I'm talking today not about story, or plot, or characters, or motivation or MacGuffins or butlers or international intrigue. I'm talking about the actual, physical artifact that is a book.
Do you prefer hardcover, trade paper, or mass market? (Mass markets, to me, have always smelled funny.)
If you read hardcovers, do you take the dust jacket off first, and set it aside? (I do.) Do you notice the stamp on the spine of the book? Do you like it when it's gold, silver, or black? What about stamping on the front board, like William Morrow does (with, for instance, Sean Chercover's Barry, Anthony, and Macavity Award-nominated Trigger City)?
When you read a trade paperback, do you notice the quality of the paper? Does it bother you when you can see through the page to the text printed on the other side?
If you read mass markets, do you try to keep the spine intact and unbroken? Have you ever ripped one in half while on vacation? (You know, if you finish the first 300 pages on the beach and don't want to lug the whole book on the plane, so you rip it apart and leave behind what you've read to tempt the next hotel-stayer.)
With hardcovers, do you notice if the dust jacket has fancy die stamping, raised letters, metallic ink, holographic images, or spot varnish?
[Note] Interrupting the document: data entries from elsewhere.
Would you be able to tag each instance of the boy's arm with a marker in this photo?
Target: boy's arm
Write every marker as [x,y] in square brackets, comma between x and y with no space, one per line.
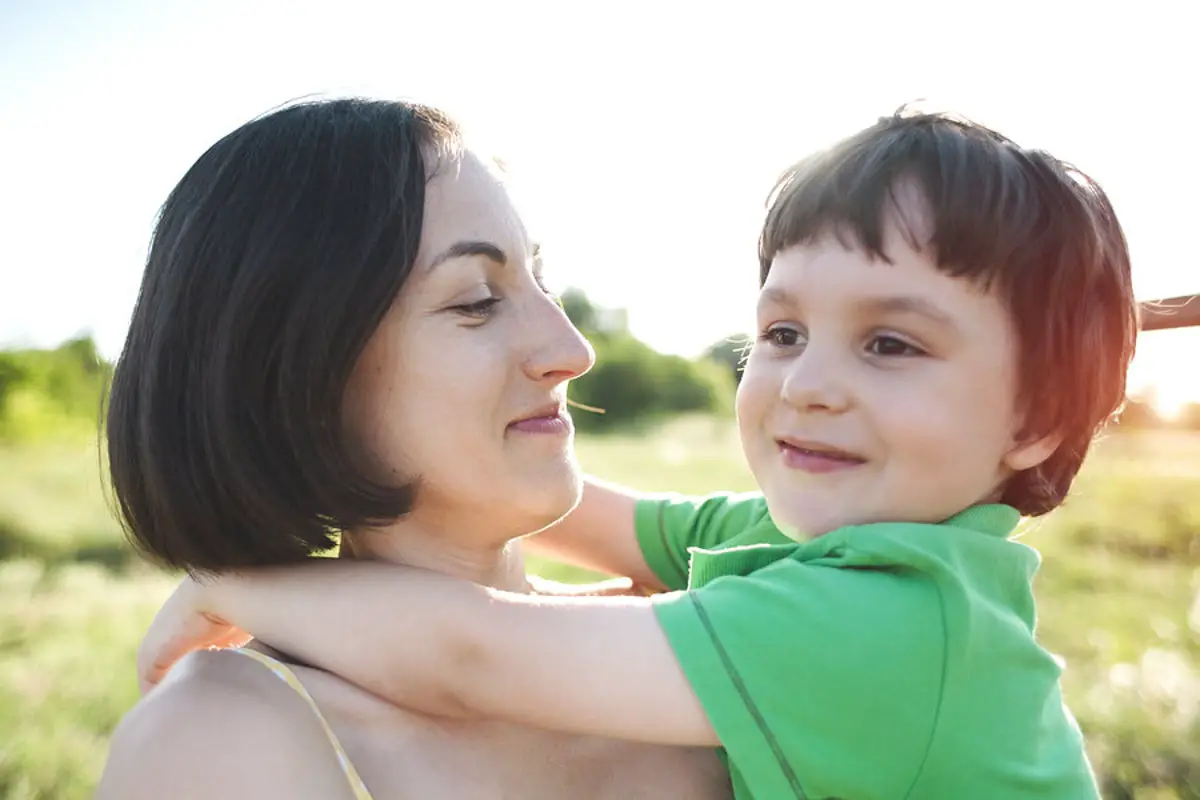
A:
[598,666]
[599,535]
[646,537]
Does it make you feel better to read a book with lots of fancy detailing like that?
Do you like your endsheets to be plain, colored, or printed? What about textures?
And for the binding, do you like cloth covers, or paper? Do you like the look of the three-piece binding, where the boards are, say, covered in purple paper, and the spine is covered in black? (I think this is a really snazzy look. It's how the Harry Potter books are bound -- and they have a diamond texture on the board sheets, too -- and it's how Dutton treated Marcus Sakey's new novel, The Amateurs, due out August 6. [I just received a copy in the mail, thanks, FF!])
For trade paperbacks, do you like glossy covers or matte? Or do you prefer no coating, but a cover stock with a bit of texture, a little bit of teeth? (I'm thinking of the Alexander McCall Smith books -- I love those way those feel in my hands.)
These all may seem like unimportant little questions, but when I put a book into production, I have to answer every single one of them. I work with printers to create a beautiful, lasting, cost effective book -- and I'm always curious about how all the different options change the final product.
So tell me, am I agonizing over gloss coating for nothing? Or do you, the reader, notice and appreciate the details of the physical book?
Again, how does touching the book itself make you feel, and does it change your experience of the story within?